私たちの身の回りのあらゆるモノがインターネットに接続される「IoT(モノのインターネット)」の時代が到来し、利便性が飛躍的に向上しています。しかし、その一方でサイバー攻撃の脅威も身近なものとなっており、企業にはこれまで以上に高度な防衛策が求められているのが現状です。
こうした課題を解決すべく、富士通ソーシアルサイエンスラボラトリは2019年10月18日、IoT機器に特化したサイバー対策支援サービスを新たに開始したことを明らかにしました。この取り組みは、製品の企画段階から納品後の運用フェーズに至るまで、ライフサイクルの全工程をカバーする画期的な内容となっています。
SNS上では「家電や工場の機器が狙われる時代だから、こうした専門的な支援は心強い」「開発側がセキュリティを後回しにしがちな現状を変えてほしい」といった、期待と危機感が入り混じった声が数多く上がっています。まさに、ネット社会の安全性を根底から支えるインフラとして注目を集めているのです。
4つの強力なメニューで製品の安全性を担保
今回のサービスでは、企業のニーズに合わせた4つの主要メニューが用意されています。まず「アセスメント」では、法令や規格への適合状況を厳格にチェックし、現状の立ち位置を明確にします。次に「コンサルティング」を通じて、設計上の弱点を克服するための具体的な助言が行われる仕組みです。

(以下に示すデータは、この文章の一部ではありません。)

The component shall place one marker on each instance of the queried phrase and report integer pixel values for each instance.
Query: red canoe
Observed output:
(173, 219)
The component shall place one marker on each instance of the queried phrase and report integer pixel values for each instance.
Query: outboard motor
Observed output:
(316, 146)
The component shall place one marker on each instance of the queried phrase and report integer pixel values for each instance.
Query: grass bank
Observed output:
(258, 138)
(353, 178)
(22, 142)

さらに、実際の防御力を高めるための「導入支援」や、システムに潜む脆弱性(セキュリティ上の欠陥)をあぶり出す「診断」も実施されます。これにより、開発者は自信を持って製品を市場へと送り出すことが可能になるでしょう。ちなみに「脆弱性」とは、悪意あるハッカーに侵入を許してしまうプログラムの隙間のことを指します。

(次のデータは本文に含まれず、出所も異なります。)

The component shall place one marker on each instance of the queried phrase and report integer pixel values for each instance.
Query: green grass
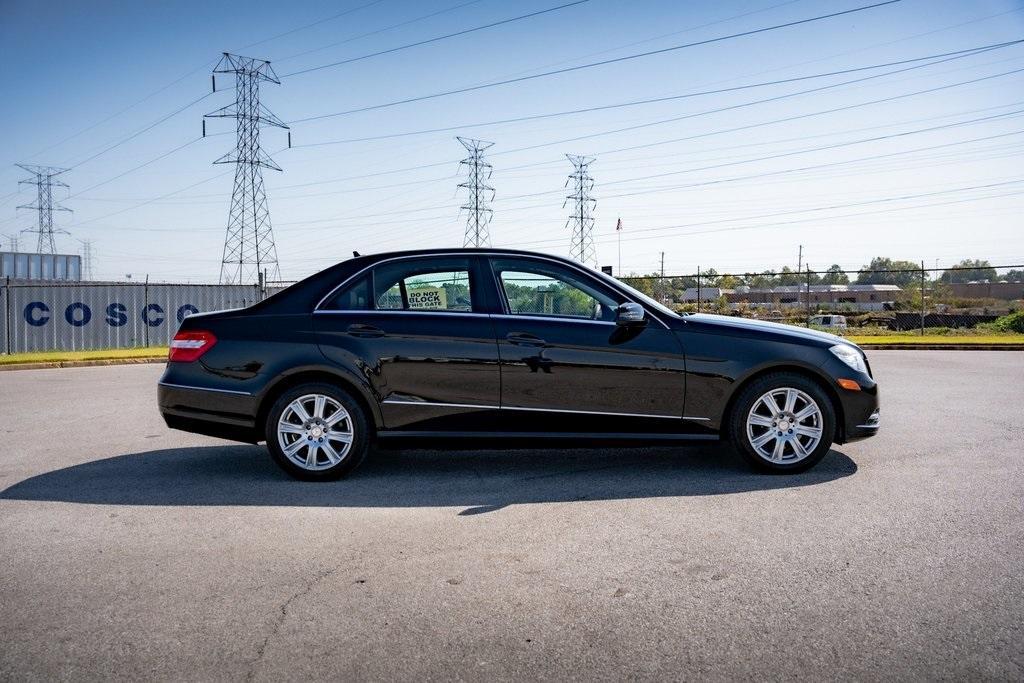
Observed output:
(915, 338)
(99, 354)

費用については個別見積もりとなりますが、導入支援メニューは税別100万円から提供されるとのことです。一見すると高価に感じるかもしれませんが、万が一情報漏洩や機器の乗っ取りが発生した際の損害賠償やブランドイメージの失墜を考慮すれば、極めて妥当な投資であると私は確信しています。
IoT機器の普及スピードに対して、セキュリティ対策の標準化はまだ道半ばという印象を拭えません。だからこそ、富士通グループのような実績ある企業が包括的なサポートを行う意義は非常に大きいと言えます。単なる機能の提供に留まらず、安心という付加価値を社会に届ける姿勢こそが、これからの製造業には不可欠ではないでしょうか。